When we were primarily backing up to tape, there was a strong argument for backup administrators to be in control of the process. Tape drives were a rare commodity needing to be used by a plethora of systems in a backup environment, and with big demands placed on them. The sensible approach was to fold all database backups into a common backup scheduling system so resources could be apportioned efficiently and fairly.
With limited tape resources and a variety of systems to protect, backup administrators needed to exert reasonably strong controls over what backed up when, and so in a number of organisations it was common to have database backups controlled within the backup product (e.g., NetWorker), with scheduling negotiated between the backup and database administrators. Where such processes have been established, they often continue – backups are, of course, a reasonably habitual process (and for good cause).
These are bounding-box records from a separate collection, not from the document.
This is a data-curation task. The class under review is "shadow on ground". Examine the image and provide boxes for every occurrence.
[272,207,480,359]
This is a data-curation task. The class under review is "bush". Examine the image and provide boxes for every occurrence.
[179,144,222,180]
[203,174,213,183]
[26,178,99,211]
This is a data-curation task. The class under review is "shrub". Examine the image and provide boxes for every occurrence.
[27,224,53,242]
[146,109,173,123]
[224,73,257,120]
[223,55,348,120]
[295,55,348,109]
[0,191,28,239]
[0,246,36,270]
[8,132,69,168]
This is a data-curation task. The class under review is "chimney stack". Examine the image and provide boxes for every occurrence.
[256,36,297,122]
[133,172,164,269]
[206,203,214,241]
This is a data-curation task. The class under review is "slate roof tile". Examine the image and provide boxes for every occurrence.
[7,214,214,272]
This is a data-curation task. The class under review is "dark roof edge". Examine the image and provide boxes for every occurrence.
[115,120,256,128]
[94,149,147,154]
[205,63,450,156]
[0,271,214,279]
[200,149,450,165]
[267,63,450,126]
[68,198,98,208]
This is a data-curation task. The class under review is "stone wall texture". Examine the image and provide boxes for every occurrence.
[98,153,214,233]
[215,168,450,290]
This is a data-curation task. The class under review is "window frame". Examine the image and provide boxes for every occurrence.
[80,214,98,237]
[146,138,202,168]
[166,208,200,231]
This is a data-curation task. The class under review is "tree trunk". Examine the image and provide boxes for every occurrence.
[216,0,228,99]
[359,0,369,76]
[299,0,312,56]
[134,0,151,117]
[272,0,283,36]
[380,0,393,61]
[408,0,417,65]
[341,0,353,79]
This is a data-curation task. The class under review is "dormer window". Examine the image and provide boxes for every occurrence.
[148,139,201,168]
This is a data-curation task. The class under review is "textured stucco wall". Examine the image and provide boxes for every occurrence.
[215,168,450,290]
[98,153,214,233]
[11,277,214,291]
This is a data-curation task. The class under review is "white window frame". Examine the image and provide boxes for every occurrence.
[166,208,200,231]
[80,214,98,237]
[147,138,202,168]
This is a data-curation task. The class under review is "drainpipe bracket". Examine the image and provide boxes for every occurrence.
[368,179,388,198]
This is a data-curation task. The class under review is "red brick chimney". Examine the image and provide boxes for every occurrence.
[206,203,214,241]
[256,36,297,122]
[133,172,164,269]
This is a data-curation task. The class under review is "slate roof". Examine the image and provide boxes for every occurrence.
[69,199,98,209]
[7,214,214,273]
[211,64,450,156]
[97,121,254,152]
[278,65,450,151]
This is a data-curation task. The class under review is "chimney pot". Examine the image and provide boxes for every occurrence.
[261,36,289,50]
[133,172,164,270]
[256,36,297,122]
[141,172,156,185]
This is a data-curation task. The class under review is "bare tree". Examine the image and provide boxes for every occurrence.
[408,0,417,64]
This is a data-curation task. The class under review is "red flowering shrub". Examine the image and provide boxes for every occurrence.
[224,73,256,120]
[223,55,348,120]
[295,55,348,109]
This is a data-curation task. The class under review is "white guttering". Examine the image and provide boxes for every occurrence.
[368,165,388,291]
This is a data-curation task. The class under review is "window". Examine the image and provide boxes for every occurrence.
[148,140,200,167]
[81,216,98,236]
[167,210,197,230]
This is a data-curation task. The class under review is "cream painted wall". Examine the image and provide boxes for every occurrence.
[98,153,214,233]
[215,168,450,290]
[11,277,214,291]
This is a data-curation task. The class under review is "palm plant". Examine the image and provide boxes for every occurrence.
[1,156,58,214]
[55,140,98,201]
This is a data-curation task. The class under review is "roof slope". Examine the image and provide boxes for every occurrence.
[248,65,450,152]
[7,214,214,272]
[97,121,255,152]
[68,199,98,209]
For some businesses though, DBAs might feel there was not enough control over the backup process – which might be agreed with based on the mission criticality of the applications running on top of the database, or because of the perceived licensing costs associated with using a plugin or module from the backup product to backup the database. So in these situations if a tape library or drives weren’t allocated directly to the database, the “dump and sweep” approach became quite common, viz.:
One of the most pervasive results of the “dump and sweep” methodology however is the amount of primary storage it uses. Due to it being much faster than tape, database administrators would often get significantly larger areas of storage – particularly as storage became cheaper – to conduct their dumps to. Instead of one or two days, it became increasingly common to have anywhere from 3-5 days of database dumps sitting on primary storage being swept up nightly by a filesystem backup agent.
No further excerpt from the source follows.